Shelby squinted at the silhouette barely cresting the surface and had to agree, but also to fight down a rising panic she couldn’t explain. Beside that shape, a crumpled paper crown was halfway above the pink substance. It reminded Shelby of the ones she used to make and a barrette she had in her hair right now.

“Yeah, that’s really creepy,” she conceded.

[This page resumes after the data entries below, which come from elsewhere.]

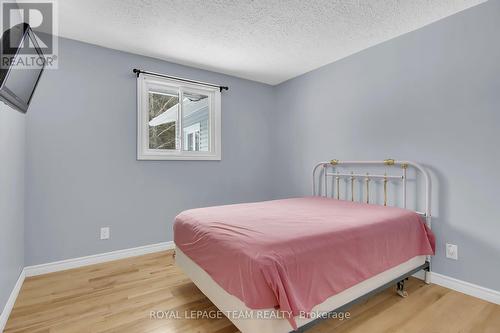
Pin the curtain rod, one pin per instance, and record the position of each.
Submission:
(139, 71)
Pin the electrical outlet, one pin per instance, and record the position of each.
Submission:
(105, 233)
(452, 251)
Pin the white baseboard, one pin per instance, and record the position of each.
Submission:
(11, 301)
(96, 259)
(464, 287)
(468, 288)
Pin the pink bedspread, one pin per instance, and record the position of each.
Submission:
(293, 254)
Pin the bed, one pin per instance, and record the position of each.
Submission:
(281, 265)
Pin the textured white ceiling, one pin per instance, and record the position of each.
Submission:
(263, 40)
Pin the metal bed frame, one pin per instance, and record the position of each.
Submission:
(330, 171)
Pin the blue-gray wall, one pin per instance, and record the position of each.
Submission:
(82, 171)
(12, 152)
(433, 96)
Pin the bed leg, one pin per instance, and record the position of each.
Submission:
(427, 277)
(400, 289)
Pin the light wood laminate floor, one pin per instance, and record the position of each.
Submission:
(118, 296)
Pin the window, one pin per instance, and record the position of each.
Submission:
(177, 120)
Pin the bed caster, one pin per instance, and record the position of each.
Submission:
(400, 289)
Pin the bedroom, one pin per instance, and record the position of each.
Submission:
(308, 82)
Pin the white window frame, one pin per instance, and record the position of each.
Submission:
(145, 83)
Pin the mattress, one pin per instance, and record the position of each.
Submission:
(293, 254)
(251, 322)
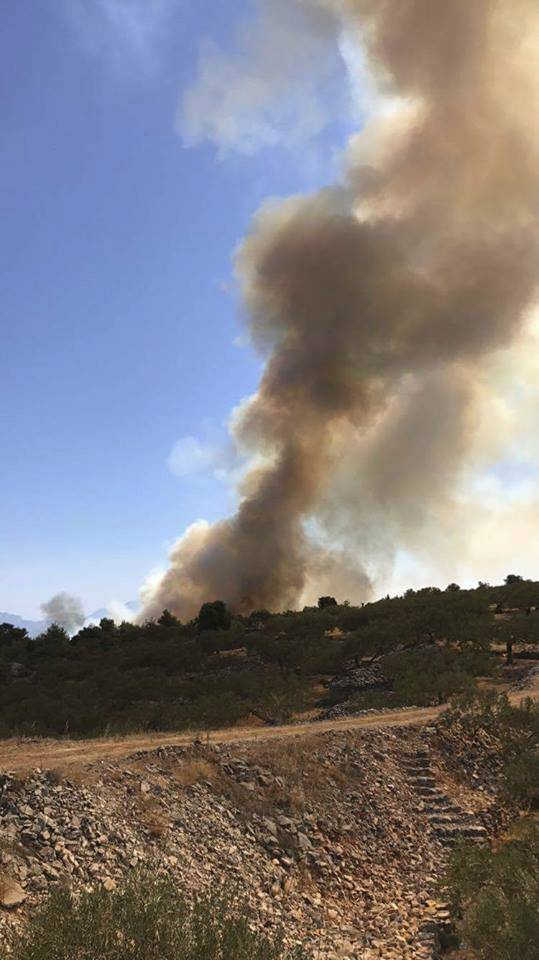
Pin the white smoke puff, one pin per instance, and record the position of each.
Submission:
(270, 90)
(65, 610)
(120, 612)
(378, 304)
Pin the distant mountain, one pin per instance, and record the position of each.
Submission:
(35, 627)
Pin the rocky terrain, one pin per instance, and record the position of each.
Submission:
(338, 836)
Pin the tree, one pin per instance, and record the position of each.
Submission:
(513, 578)
(214, 616)
(324, 602)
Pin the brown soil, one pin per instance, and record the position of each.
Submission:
(22, 755)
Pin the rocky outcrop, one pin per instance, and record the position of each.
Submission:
(331, 836)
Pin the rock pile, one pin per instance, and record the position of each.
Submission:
(323, 835)
(355, 678)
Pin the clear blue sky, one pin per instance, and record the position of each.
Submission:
(118, 310)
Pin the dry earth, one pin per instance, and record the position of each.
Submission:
(337, 831)
(24, 754)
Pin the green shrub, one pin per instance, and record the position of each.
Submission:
(516, 728)
(494, 896)
(147, 919)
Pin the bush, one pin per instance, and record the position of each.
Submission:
(148, 919)
(516, 728)
(214, 616)
(494, 896)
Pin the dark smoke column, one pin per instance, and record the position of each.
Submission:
(414, 270)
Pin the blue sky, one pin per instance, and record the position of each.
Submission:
(119, 312)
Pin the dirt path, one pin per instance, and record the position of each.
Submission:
(21, 755)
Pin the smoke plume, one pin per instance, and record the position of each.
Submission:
(377, 304)
(65, 610)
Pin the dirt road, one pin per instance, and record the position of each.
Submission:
(22, 755)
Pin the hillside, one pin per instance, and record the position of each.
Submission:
(333, 835)
(221, 669)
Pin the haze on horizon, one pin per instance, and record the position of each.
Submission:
(392, 440)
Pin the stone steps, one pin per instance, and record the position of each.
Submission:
(447, 820)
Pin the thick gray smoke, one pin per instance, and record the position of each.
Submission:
(376, 302)
(65, 610)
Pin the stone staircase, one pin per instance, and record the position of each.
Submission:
(449, 823)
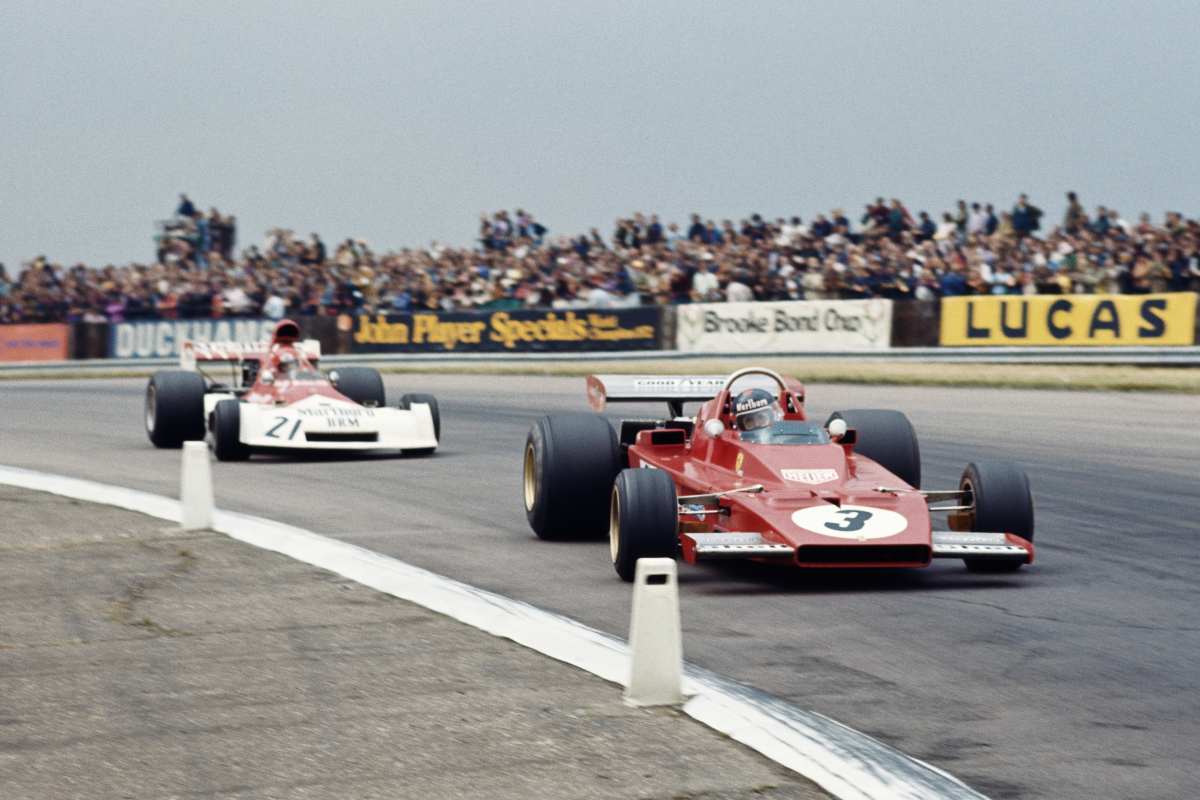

The last picture was heavily Sharpie-d out, almost entirely scribbled over and with a little note accusing one of the two people in it of being a jerk and a weirdo. It was difficult to tell who was in it, but one of the two looked like Ross. Something about his expression was only a bit less braindead than the average zombie, or maybe just very beaten like he’d sorely lost, and it kind of looked like his eyes were red, although it was hard to tell because they were also quite bloodshot.

The other person in the photograph, the one with an accusatory note pointing to him, was more heavily obscured, but it wasn’t easy to miss how much he looked like Sky. A line of marker blocked out half of his somewhat sinister grin, but it also kind of sort of looked like he had horns?

That somehow managed to top off everything else in the drawer for sheer weirdness, but the two people weren’t the only focus of the picture, nor the most aggressively drawn-over: most of the photo was actually taken up by what kind of looked like a sculpture of the sun, made out of some sort of red material that resembled all the torches and dust all over the room. Even in the photograph, just looking at it gave Shelby a shiver. She picked it up and squinted at it.

“Hey,” Jess said, “there’s something written on the back.”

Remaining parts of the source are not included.